Para ser mais claro: um iraniano morre de covid-19 a cada 10 minutos, e a cada hora 50 pessoas são contaminadas no país. O número de mortes se aproxima rapidamente de 3.000. Entretanto, para Trump e seus aliados, trata-se de uma “oportunidade” para empurrar sua agenda beligerante e repulsiva.

Como costuma acontecer, no entanto, o alto escalão militar dos Estados Unidos não se entusiasma menos com novos conflitos no Oriente Médio do que os líderes civis. “Lideranças militares, incluindo o secretário de Defesa, Mark T. Esper, e o chefe do Estado Maior Conjunto, Mark A. Milley, temem uma escalada militar acentuada”, relata o New York Times, “alertando que isso poderia desestabilizar o Oriente Médio no momento em que Trump diz esperar reduzir o número de tropas na região”.

Lembra do assassinato do general e chefe de espionagem iraniano Qassim Suleimani, executado pelos Estados Unidos em 3 de janeiro? Isso parece ter acontecido muito tempo atrás. Na época, o governo Trump alegou que a morte de Suleimani “visava dissuadir futuros planos de retaliação do Irã”.

Como isso aconteceu? No sábado, o Washington Post noticiou que “milícias apoiadas pelo Irã estão se tornando mais ousadas no ataque a norte-americanos no Iraque, com o uso de mísseis contra as bases militares acontecendo de forma mais frequente e, pela primeira vez, à luz do dia”.

Portanto, segundo a própria análise do governo, conforme tuitou Matt Duss, conselheiro de política externa de Bernie Sanders, o assassinato de Suleimani “falhou em alcançar seu objetivo. Mas conforme a lógica infalsificável de ‘pressão máxima’, a única resposta é sempre… mais pressão e mais escalada.”

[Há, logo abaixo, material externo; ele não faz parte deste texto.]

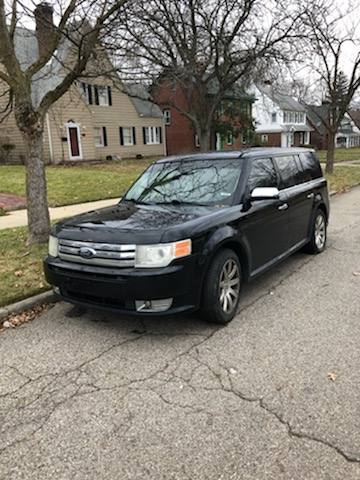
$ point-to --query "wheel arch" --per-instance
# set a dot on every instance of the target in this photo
(228, 239)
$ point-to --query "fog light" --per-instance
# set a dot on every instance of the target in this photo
(153, 305)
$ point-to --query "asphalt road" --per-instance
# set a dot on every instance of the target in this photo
(101, 397)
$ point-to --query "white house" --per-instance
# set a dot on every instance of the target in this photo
(280, 120)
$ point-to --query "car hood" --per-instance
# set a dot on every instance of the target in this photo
(129, 223)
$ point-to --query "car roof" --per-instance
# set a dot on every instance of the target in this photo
(250, 153)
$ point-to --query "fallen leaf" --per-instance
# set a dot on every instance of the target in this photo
(8, 324)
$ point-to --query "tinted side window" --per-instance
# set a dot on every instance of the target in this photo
(311, 165)
(289, 171)
(263, 174)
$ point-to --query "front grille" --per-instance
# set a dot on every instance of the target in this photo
(100, 254)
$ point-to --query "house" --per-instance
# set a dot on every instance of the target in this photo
(348, 135)
(280, 121)
(97, 119)
(231, 130)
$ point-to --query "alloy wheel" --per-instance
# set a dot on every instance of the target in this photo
(320, 232)
(229, 285)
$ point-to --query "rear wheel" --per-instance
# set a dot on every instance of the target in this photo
(317, 243)
(222, 287)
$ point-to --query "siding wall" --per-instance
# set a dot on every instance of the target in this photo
(71, 106)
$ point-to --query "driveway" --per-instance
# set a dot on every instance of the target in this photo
(274, 395)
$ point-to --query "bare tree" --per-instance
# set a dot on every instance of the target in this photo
(70, 44)
(329, 36)
(202, 48)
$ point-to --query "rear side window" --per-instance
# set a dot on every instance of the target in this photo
(263, 174)
(311, 166)
(289, 171)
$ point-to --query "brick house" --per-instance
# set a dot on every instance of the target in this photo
(96, 119)
(229, 133)
(348, 135)
(280, 121)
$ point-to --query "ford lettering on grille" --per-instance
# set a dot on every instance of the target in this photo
(100, 254)
(86, 252)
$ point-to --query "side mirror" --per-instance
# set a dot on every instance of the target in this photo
(265, 193)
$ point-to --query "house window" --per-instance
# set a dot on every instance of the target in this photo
(127, 136)
(100, 136)
(152, 135)
(86, 91)
(167, 117)
(103, 95)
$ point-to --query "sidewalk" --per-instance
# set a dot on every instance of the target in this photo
(18, 218)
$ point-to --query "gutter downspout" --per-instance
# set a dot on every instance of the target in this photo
(163, 126)
(51, 150)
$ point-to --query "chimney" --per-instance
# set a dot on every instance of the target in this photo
(44, 26)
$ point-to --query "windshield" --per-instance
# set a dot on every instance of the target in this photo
(201, 182)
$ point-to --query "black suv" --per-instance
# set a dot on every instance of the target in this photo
(190, 231)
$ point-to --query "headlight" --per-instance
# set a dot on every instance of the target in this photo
(162, 254)
(53, 246)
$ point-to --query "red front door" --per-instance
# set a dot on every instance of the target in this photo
(74, 142)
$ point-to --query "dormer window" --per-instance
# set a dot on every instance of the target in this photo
(96, 94)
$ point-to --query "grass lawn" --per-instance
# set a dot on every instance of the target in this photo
(76, 184)
(341, 154)
(20, 267)
(343, 178)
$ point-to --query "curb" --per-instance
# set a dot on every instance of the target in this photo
(28, 303)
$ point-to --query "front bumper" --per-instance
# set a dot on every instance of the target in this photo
(118, 289)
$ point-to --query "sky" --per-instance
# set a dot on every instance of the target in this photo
(350, 23)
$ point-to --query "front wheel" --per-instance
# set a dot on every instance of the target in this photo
(222, 286)
(318, 239)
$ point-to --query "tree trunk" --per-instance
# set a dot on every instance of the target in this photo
(204, 140)
(37, 206)
(330, 154)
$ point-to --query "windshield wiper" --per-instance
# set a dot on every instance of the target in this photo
(180, 202)
(136, 202)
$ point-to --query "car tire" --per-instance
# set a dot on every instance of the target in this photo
(222, 287)
(318, 239)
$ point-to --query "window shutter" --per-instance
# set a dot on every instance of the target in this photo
(89, 87)
(96, 90)
(109, 95)
(105, 136)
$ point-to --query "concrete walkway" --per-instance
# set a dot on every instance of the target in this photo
(18, 218)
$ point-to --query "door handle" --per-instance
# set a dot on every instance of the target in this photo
(284, 206)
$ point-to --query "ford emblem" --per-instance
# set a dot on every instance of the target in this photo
(86, 252)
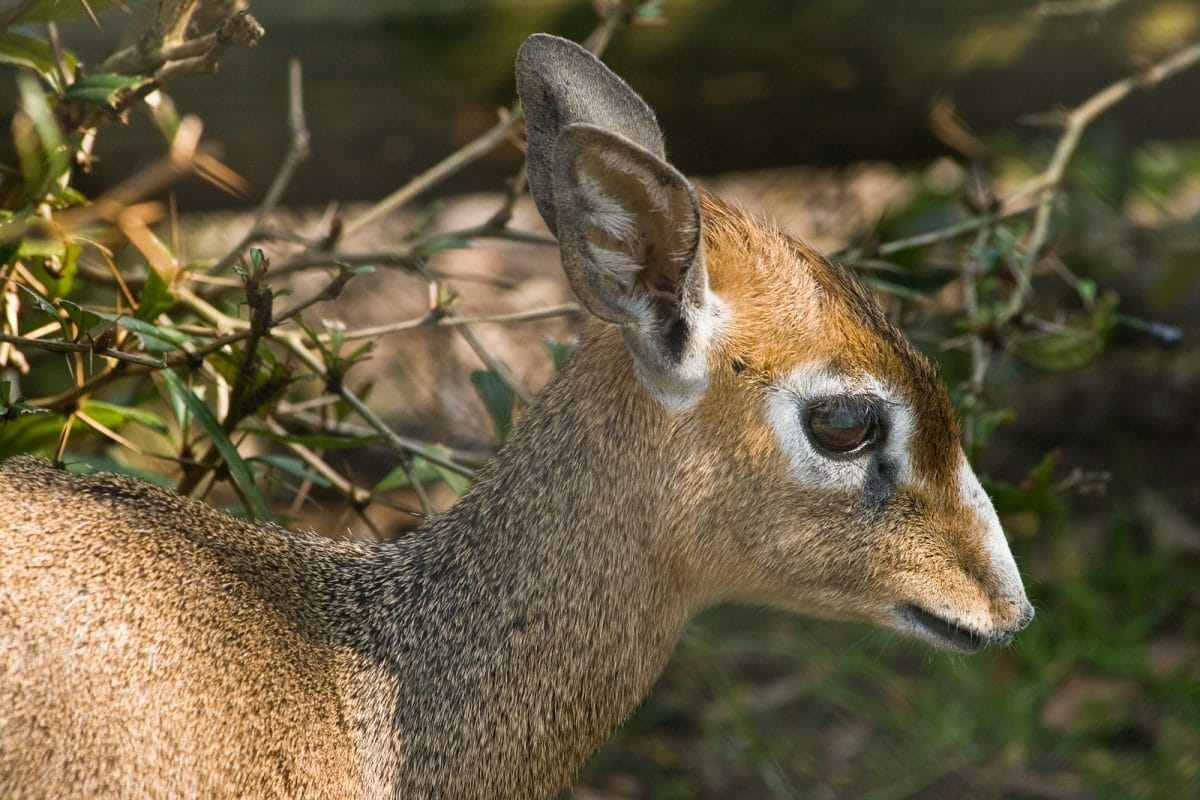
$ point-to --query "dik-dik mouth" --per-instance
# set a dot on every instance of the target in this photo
(942, 631)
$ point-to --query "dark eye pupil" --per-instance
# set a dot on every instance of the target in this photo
(841, 426)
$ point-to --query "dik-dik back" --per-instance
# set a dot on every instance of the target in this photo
(739, 422)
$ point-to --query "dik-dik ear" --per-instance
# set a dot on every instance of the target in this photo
(627, 221)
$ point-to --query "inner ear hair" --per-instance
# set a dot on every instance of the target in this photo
(629, 228)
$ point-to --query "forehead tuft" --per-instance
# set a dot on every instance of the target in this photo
(791, 306)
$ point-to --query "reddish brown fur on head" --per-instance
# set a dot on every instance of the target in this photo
(751, 343)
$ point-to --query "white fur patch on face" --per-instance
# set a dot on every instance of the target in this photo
(814, 382)
(994, 540)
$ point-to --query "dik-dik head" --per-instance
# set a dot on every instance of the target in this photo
(814, 453)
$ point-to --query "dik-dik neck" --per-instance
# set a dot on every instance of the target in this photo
(543, 606)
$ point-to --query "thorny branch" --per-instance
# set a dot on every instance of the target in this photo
(173, 47)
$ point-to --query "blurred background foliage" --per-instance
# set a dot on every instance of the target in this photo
(173, 282)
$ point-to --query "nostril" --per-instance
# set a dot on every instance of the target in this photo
(1026, 618)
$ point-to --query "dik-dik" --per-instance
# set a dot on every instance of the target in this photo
(739, 423)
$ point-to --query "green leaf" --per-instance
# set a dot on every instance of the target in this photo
(49, 137)
(293, 467)
(156, 296)
(102, 89)
(11, 407)
(239, 470)
(28, 52)
(443, 242)
(397, 479)
(59, 10)
(1073, 347)
(33, 433)
(123, 414)
(497, 398)
(90, 464)
(154, 338)
(319, 441)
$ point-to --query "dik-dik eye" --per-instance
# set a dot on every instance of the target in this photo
(843, 425)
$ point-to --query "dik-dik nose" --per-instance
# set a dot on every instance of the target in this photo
(1006, 632)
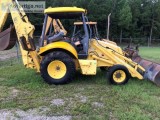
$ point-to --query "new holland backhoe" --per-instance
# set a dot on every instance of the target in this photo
(59, 56)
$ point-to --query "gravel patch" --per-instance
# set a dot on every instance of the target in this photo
(28, 115)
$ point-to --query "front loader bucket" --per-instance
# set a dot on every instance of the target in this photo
(8, 39)
(152, 69)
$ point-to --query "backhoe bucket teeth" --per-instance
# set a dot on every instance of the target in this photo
(8, 39)
(152, 69)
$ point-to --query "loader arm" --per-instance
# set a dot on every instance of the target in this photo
(24, 31)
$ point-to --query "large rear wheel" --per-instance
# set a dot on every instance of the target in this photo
(57, 68)
(118, 75)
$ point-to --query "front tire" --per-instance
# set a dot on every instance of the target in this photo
(57, 68)
(118, 75)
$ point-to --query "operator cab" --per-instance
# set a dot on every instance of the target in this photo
(53, 30)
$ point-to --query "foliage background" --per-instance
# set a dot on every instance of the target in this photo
(130, 18)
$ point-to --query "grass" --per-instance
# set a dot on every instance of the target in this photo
(136, 100)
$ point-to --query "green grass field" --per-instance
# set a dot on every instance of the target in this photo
(87, 97)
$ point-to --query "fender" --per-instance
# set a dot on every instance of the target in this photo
(58, 45)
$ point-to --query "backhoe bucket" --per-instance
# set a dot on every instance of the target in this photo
(8, 39)
(152, 69)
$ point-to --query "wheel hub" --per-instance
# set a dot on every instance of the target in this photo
(57, 69)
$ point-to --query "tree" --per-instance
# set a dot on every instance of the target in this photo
(125, 16)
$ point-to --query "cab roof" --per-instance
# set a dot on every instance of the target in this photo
(81, 23)
(64, 10)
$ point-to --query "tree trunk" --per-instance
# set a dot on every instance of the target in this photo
(151, 32)
(120, 40)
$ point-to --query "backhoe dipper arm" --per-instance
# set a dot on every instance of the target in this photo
(24, 30)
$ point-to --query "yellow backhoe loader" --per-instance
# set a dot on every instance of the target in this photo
(58, 56)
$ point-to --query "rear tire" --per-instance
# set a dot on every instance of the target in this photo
(118, 75)
(57, 68)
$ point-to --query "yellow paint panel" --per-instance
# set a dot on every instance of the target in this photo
(64, 9)
(61, 45)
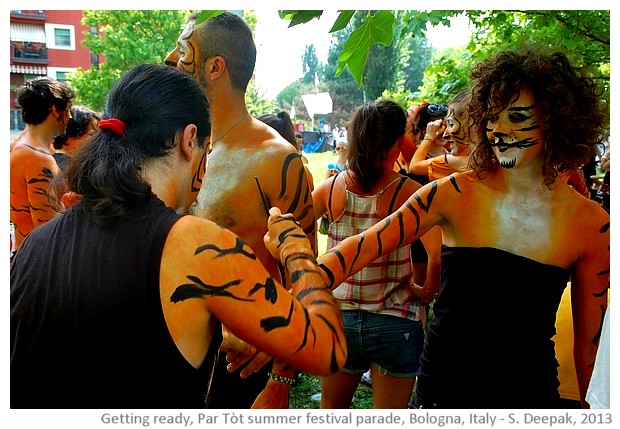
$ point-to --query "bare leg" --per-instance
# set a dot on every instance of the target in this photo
(337, 390)
(390, 392)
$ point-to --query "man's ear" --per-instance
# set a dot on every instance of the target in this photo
(54, 111)
(189, 141)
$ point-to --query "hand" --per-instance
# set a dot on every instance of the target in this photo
(422, 294)
(241, 354)
(285, 236)
(70, 198)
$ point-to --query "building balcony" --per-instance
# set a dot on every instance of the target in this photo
(29, 52)
(33, 15)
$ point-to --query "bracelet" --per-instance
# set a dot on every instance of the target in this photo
(281, 378)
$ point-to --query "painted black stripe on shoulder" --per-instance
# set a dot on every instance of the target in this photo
(293, 207)
(307, 209)
(401, 226)
(285, 167)
(456, 186)
(270, 323)
(333, 365)
(271, 290)
(429, 200)
(400, 185)
(601, 294)
(379, 242)
(329, 198)
(413, 210)
(603, 273)
(239, 249)
(297, 274)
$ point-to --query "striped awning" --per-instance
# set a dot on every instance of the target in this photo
(29, 69)
(21, 32)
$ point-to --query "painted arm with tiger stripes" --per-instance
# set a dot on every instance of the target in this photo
(302, 329)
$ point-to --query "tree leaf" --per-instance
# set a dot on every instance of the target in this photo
(378, 28)
(343, 19)
(208, 14)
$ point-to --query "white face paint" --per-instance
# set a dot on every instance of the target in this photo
(515, 133)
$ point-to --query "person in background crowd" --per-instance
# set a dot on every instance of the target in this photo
(117, 302)
(420, 118)
(283, 124)
(82, 125)
(454, 134)
(251, 168)
(46, 105)
(513, 235)
(341, 164)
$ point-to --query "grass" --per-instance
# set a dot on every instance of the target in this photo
(308, 385)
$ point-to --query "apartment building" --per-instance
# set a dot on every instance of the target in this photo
(45, 43)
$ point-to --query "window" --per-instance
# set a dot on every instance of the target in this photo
(62, 37)
(62, 76)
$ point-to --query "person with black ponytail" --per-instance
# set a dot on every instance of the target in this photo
(117, 302)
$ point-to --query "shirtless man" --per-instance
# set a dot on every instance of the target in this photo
(46, 105)
(513, 234)
(116, 303)
(251, 168)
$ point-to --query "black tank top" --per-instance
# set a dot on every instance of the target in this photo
(87, 327)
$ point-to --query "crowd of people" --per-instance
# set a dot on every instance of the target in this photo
(165, 252)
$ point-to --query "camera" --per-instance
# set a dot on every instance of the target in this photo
(437, 110)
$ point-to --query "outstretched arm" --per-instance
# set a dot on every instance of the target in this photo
(589, 288)
(413, 219)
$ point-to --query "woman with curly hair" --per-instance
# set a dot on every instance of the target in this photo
(513, 236)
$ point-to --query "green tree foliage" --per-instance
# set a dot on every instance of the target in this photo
(126, 38)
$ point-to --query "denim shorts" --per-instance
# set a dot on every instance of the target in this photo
(394, 344)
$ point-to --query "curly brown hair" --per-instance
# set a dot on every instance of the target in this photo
(574, 115)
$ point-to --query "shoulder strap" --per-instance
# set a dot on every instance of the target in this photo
(401, 183)
(329, 199)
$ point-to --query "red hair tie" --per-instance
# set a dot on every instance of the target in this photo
(115, 125)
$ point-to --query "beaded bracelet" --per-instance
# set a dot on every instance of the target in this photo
(281, 379)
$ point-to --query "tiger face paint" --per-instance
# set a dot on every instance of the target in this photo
(186, 55)
(515, 133)
(455, 132)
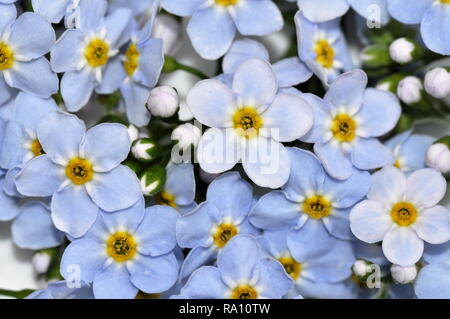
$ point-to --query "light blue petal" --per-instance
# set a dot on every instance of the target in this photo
(156, 232)
(115, 190)
(106, 146)
(257, 17)
(34, 229)
(370, 153)
(154, 274)
(31, 36)
(211, 32)
(231, 195)
(39, 178)
(73, 212)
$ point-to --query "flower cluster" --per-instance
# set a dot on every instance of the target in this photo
(146, 157)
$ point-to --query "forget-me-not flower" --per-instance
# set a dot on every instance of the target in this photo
(213, 24)
(81, 170)
(403, 213)
(248, 123)
(126, 251)
(347, 123)
(242, 272)
(209, 227)
(433, 16)
(311, 202)
(84, 52)
(23, 43)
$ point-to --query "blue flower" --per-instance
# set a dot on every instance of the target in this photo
(213, 24)
(309, 265)
(322, 47)
(63, 290)
(325, 10)
(289, 72)
(433, 281)
(311, 203)
(80, 170)
(409, 150)
(23, 43)
(242, 272)
(126, 251)
(433, 16)
(403, 213)
(209, 227)
(347, 122)
(135, 73)
(248, 122)
(179, 189)
(85, 52)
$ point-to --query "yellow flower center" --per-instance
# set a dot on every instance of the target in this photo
(317, 207)
(121, 246)
(36, 148)
(224, 233)
(404, 214)
(132, 59)
(247, 122)
(244, 292)
(292, 267)
(79, 171)
(165, 198)
(324, 53)
(343, 128)
(97, 53)
(6, 57)
(226, 3)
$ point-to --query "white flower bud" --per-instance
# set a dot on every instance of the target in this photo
(438, 157)
(361, 268)
(186, 135)
(437, 83)
(403, 275)
(410, 90)
(163, 101)
(401, 50)
(41, 262)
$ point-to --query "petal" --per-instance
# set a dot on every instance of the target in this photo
(33, 228)
(433, 225)
(211, 102)
(113, 282)
(60, 135)
(255, 83)
(275, 211)
(73, 212)
(425, 187)
(250, 14)
(106, 146)
(369, 153)
(115, 190)
(84, 256)
(266, 162)
(218, 150)
(239, 260)
(211, 32)
(35, 77)
(402, 246)
(76, 88)
(154, 274)
(205, 283)
(379, 114)
(288, 118)
(370, 221)
(156, 232)
(39, 178)
(231, 195)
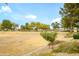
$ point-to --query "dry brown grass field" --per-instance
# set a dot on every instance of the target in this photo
(20, 43)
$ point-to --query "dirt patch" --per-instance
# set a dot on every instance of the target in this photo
(20, 43)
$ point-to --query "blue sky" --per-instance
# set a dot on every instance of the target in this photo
(21, 13)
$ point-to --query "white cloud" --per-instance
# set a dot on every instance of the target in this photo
(5, 9)
(30, 17)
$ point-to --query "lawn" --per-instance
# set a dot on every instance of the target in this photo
(20, 43)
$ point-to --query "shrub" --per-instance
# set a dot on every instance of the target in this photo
(67, 47)
(76, 36)
(49, 36)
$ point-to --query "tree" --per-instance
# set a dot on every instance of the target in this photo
(6, 25)
(0, 26)
(70, 15)
(55, 25)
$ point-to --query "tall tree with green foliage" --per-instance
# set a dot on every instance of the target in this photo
(55, 25)
(70, 15)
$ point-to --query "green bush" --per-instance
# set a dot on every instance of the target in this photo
(76, 36)
(49, 36)
(67, 47)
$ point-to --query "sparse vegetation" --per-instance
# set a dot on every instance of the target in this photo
(67, 47)
(76, 36)
(49, 36)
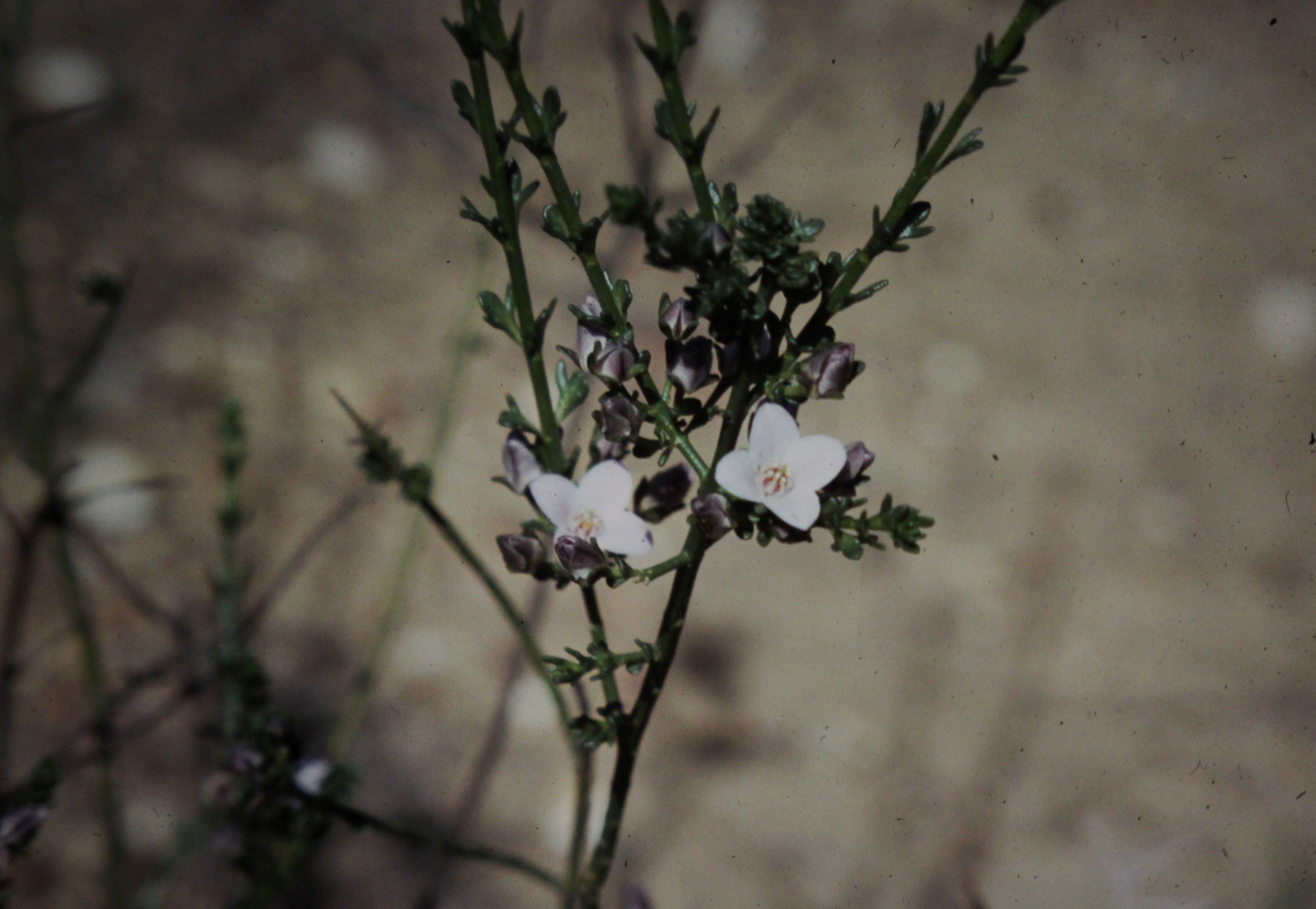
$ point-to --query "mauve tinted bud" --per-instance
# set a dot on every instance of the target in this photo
(608, 450)
(857, 460)
(664, 493)
(520, 467)
(763, 340)
(690, 364)
(730, 357)
(310, 775)
(590, 339)
(831, 371)
(580, 556)
(613, 362)
(714, 516)
(678, 319)
(620, 417)
(717, 238)
(522, 552)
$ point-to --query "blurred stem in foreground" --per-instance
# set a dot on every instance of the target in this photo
(98, 695)
(462, 346)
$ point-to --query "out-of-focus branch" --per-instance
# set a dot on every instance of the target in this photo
(299, 559)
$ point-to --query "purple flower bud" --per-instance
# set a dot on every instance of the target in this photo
(22, 825)
(606, 450)
(857, 460)
(522, 552)
(832, 369)
(761, 336)
(520, 467)
(664, 493)
(611, 362)
(580, 556)
(690, 364)
(590, 339)
(678, 319)
(714, 516)
(717, 238)
(730, 357)
(619, 418)
(311, 774)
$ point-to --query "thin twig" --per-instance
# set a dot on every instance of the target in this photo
(143, 601)
(98, 699)
(449, 845)
(491, 750)
(355, 711)
(15, 614)
(297, 562)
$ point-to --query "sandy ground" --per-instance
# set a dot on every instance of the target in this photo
(1093, 690)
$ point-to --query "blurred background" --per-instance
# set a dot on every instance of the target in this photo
(1094, 688)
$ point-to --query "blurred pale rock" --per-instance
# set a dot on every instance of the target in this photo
(182, 347)
(287, 256)
(1284, 318)
(561, 815)
(107, 472)
(20, 487)
(151, 824)
(1164, 518)
(42, 246)
(62, 78)
(952, 368)
(343, 157)
(733, 35)
(422, 654)
(530, 708)
(219, 178)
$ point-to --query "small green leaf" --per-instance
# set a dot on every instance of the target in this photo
(928, 127)
(573, 390)
(966, 147)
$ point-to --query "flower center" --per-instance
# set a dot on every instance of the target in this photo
(776, 480)
(586, 525)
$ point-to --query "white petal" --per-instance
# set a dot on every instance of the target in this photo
(773, 434)
(556, 497)
(799, 508)
(815, 461)
(606, 488)
(737, 473)
(626, 534)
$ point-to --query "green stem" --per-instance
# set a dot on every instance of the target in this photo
(355, 712)
(648, 575)
(581, 817)
(98, 696)
(511, 241)
(599, 635)
(632, 726)
(191, 840)
(669, 74)
(449, 846)
(31, 369)
(514, 617)
(541, 144)
(885, 234)
(16, 612)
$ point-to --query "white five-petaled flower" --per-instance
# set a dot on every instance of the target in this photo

Mais pressão. Mais escalada. É sobre isso que o tenente-general Robert P. White tem tentando nos alertar. Mas alguém vai dar atenção a esse aviso? Em meio à atual crise do coronavírus, os democratas no Congresso vão querer ou ter condições de exigir audiências sobre a perigosa e irresponsável política do governo em relação ao Irã? Trump e sua equipe não parecem se importar com as implicações internas de uma nova guerra no estrangeiro. Esse é um governo que anuncia publicamente uma nova rodada de sanções punitivas à já castigada economia iraniana, enquanto incita comandantes militares norte-americanos, em particular, a intensificar o conflito com os iranianos no Iraque.

Menos de duas semanas atrás, ao descrever a crueldade e indiferença de manter sanções ao Irã enquanto uma pandemia varre o país, classifiquei as lideranças do governo dos Estados Unidos como “sociopatas”. Agora descobrimos, graças a um memorando interno escrito por um general norte-americano e vazado ao New York Times, que estrangular a economia iraniana não é suficiente para Trump e companhia. Eles estão inclinados a usar a contaminação de uma doença mortal como apoio para uma nova guerra.

Chamá-los de “sociopatas” talvez seja pouco.